Speck and Gordon, meanwhile, are full of praise for her "fearlessness" when it comes to playing deliciously dislikeable comedy characters (Horrible Bosses fans will recall her brilliant turn as a nymphomaniac dentist). She has some empathy towards her Scrooge-like character, who seems to have no qualms about firing her staff right before December 25.
"I looked upon Carol as a sort of grown-up Jeanie Bueller to Clay's Ferris Bueller," she says, referring to the rowing siblings played by Jennifer Grey and Matthew Broderick in 1986 cult classic Ferris Bueller's Day Off.
"She has incredible resentment toward him because he's a goof off and got every break growing up.

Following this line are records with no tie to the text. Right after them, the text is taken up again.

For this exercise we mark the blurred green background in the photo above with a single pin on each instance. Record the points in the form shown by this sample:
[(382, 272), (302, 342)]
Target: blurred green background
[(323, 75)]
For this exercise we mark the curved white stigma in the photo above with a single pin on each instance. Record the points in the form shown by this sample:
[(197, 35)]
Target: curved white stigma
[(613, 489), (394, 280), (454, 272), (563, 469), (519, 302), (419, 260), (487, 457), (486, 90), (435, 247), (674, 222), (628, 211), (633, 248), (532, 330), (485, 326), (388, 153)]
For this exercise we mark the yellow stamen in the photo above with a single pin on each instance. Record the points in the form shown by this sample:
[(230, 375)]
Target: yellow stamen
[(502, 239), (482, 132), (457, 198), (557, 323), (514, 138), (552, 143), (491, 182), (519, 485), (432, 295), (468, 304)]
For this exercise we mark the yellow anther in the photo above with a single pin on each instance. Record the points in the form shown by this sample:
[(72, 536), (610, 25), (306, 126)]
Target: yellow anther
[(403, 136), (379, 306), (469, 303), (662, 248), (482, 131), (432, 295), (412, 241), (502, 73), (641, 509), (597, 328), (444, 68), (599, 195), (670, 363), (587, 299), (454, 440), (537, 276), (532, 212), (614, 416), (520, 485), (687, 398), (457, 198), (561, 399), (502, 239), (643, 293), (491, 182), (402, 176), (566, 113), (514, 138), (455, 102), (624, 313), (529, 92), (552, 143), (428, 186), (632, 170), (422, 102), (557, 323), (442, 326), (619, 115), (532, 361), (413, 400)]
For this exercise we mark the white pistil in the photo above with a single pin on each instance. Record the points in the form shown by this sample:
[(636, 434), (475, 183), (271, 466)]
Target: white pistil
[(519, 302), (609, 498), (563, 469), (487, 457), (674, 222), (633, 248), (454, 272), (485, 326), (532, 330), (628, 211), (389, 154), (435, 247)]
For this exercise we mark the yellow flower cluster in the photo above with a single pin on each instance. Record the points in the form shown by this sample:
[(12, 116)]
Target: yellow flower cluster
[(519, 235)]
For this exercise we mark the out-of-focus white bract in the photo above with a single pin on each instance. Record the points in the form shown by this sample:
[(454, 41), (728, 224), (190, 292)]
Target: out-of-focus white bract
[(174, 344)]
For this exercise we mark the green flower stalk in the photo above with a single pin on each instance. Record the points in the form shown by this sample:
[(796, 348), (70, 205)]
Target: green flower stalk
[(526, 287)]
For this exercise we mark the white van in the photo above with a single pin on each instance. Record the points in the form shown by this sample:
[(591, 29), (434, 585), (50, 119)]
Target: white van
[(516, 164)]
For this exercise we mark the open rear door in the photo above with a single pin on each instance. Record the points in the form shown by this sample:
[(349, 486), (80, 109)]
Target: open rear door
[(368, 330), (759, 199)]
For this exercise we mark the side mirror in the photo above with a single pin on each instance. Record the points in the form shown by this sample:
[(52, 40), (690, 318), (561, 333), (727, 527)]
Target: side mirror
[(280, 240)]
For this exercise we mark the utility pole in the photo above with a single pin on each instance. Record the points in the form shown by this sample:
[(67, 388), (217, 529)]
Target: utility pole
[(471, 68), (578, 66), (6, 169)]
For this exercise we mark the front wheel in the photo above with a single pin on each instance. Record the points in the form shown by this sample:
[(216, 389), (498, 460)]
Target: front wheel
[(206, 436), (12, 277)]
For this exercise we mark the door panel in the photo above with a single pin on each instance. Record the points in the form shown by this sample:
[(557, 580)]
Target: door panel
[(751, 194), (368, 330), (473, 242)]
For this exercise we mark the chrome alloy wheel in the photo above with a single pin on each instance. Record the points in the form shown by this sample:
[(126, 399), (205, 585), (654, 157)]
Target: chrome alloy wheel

She wants to prove herself as the smartest, most competent person in the room. Sadly, she didn't really develop her soft, fuzzy side."
And does Aniston share any character traits with Carol? "Maybe some of her clothes, but other than that... no," she says, laughing.
In recent months Aniston - who was famously married to Brad Pitt for five years - has been hailed as something of a feminist role-model after writing an eloquent and honest essay on the "sport-like scrutiny and body-shaming" female celebrities experience (in particular, the world's apparent fascination with whether or not she is pregnant).
"I'm not looking at the labels of it, I'm just happy that people are receiving the information and it feels timely and right. I'm happy to contribute in any way."
She has also turned her hand to directing, contributing to Project Five, an anthology of five short films exploring the impact of breast cancer on people's lives.
She's also preparing to produce the film The Goree Girls (about an all-female Country and Western group who formed in prison in the Forties).
Thankfully for her staff, her management style couldn't be more different to Carol's.
"I'm a great boss. We have a great time together and we get a lot of creative, wonderful work done and everyone is treated beautifully. I would have it no other way, ever," Aniston insists. And given her evident warmth, it's easy to believe her.